I returned to Grasse last spring, not for a wedding, but to visit the Maison de la Parfumerie, and to understand more deeply what had drawn me to that bride’s bouquet. It was there I discovered the work of Olivia Giacobetti, the perfumer who created L’Envol de Cartier and Iris Poudre by Frédéric Malle. She once said that jasmine in the South of France is not a single note but a conversation — between the green, almost bitter stem and the heady, narcotic bloom. It is a duality I had sensed but could not name that July afternoon.

The jasmine she was referring to is Jasminum grandiflorum, the variety grown in the fields around Grasse since the 16th century. Unlike the star jasmine we might train up a wall in an English garden, this variety is harvested by hand before dawn, when the flowers are still closed and the oil is most concentrated. It takes seven thousand blossoms to produce a single gram of absolute. I thought of that number as I stood in the fields, the air cool and grey, the pickers moving silently between the rows. There is something almost devotional about the process — a patience that modern weddings have forgotten.

That bride in Grasse, I realised, had not just chosen flowers that were beautiful. She had chosen flowers that spoke the language of the place. The jasmine was not a decorative afterthought; it was a declaration.

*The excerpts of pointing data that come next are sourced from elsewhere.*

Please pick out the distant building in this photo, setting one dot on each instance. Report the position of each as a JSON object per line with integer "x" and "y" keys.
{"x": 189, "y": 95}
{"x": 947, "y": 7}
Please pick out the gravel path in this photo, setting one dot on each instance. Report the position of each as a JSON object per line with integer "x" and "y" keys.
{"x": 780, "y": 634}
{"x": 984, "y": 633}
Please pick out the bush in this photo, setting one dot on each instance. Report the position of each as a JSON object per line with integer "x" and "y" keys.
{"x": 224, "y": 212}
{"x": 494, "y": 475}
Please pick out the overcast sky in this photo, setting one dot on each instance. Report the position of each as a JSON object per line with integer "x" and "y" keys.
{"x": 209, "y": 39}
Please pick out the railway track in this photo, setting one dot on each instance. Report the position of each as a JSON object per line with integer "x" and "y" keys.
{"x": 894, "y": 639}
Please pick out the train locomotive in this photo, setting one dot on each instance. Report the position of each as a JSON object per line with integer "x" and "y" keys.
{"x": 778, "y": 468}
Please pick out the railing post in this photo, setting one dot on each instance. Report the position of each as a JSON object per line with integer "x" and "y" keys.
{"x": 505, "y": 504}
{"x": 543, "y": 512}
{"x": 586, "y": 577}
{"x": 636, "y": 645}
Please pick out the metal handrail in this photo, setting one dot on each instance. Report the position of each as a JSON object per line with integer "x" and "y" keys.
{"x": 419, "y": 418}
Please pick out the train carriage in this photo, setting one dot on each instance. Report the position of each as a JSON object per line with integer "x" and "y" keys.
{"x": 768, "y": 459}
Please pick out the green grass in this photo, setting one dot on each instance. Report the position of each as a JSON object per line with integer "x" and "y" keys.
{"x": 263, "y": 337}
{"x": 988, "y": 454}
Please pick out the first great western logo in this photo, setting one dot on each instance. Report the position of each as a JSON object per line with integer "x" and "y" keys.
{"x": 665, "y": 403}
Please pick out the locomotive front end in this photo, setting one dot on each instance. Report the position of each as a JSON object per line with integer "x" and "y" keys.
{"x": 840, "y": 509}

She was marrying in the perfume capital of the world, and her bouquet announced her awareness of that legacy. It was a subtle gesture, but one that only the scent-savvy would catch — a wink to the ghosts of Molinard and Fragonard, to the fields that had perfumed the courts of Versailles.

I have since learned to ask brides about their relationship to scent. Not just what they like, but what they remember. A mother’s garden. A holiday in Italy. The soap in a grandmother’s bathroom. The answers are always more interesting than the names of flowers. One bride told me she wanted her bouquet to smell like the ‘Old Blush’ rose that grew in her childhood garden in Shropshire. Another wanted the clean, green scent of Sweet William because it reminded her of the church where her parents married. These are not frivolous requests. They are the architecture of memory, and they deserve to be taken seriously.